Associate Provost, Faculty Affairs, Provost and Academic Affairs
Phone: 607-274-7029
Office: Peggy Ryan Williams Center 306, Ithaca, NY 14850
Specialty: Philosophy of Language, Metaphysics, Epistemology.

Degrees:

- Ph.D., Syracuse University, Philosophy

- B.A., College of William and Mary, Philosophy and Economics

I joined the Department of Philosophy and Religion at Ithaca College in 2006. I served as an Associate Dean in the School of Humanities and Sciences from 2016 to 2022, and since 2022 have been serving as Associate Provost for Faculty Affairs.

Research Interests:

My current interests include:

- the "problem of the criterion", a chicken-and-egg question concerning whether we can have justification for beliefs about the criteria for belonging to a category unless we first have justification for beliefs about which items in fact belong to that category, and vice versa.  For instance: can we have justification for believing that Michelangelo's David is a work of art without first having justification for believing a certain definition of the concept 'art'?  And can we can have justification for believing that a certain definition of the concept 'art' is correct without first having justification for beliefs about which things count as works of art?  I'm interested in a number of questions related to this problem.

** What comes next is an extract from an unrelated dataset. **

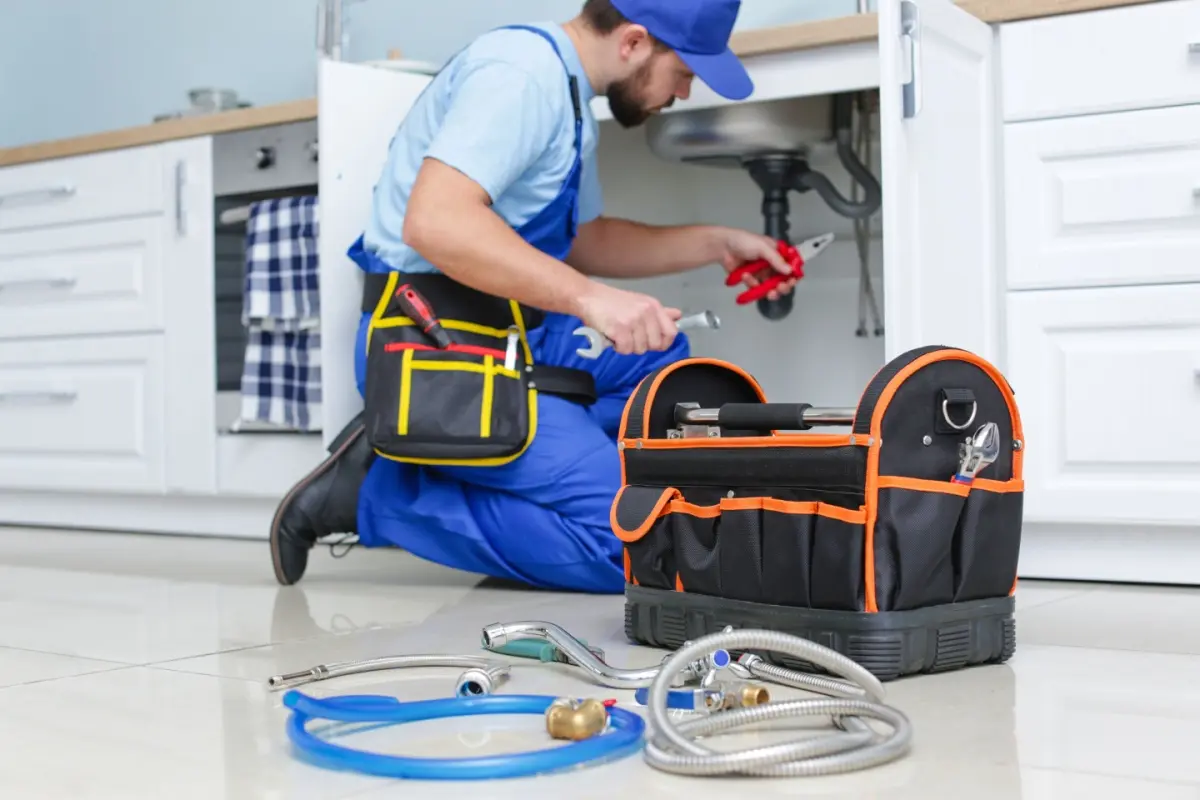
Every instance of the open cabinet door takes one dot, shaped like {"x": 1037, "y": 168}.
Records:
{"x": 939, "y": 138}
{"x": 358, "y": 112}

- the semantics of "singular terms" (terms used to talk about a single thing), particularly definite descriptions and names for fictional characters.  And relatedly, the metaphysics of fictional characters.  Does the name 'Sherlock Holmes' actually refer to something (perhaps a thing created by Conan Doyle), or do we merely pretend that the name refers?  If Conan Doyle created something that we refer to in using the name 'Sherlock', did Tolkien also create things that we talk about in using the term 'orcs'?

- the structure of "epistemic justification".  What does it take for a belief to count as justified, and in particular might the justification can a proposition be justified by an infinite series of further propositions?

- free will and moral responsibility: what would it take for us to count as possessing free will?

Teaching Interests:

I enjoy teaching introductory-level philosophy, logic, and a variety of upper-division philosophy courses in the philosophy of language, epistemology, and metaphysics.

Selected Publications:

‘Fictional Realism and Indeterminate Identity’, Journal of Philosophical Research, 40, 2015: 205-225.

Definite Descriptions and Semantic Pluralism’, Philosophical Papers, 43 (2), 2014: 255-284.

Names and Obstinate Rigidity’, The Southern Journal of Philosophy, 51 (2), 2013: 224-242.

Two-Dimensionalism and Fictional Names’, in Truth in Fiction, edited by Franck Lihoreau, Ontos Verlag, 2011: 43-76.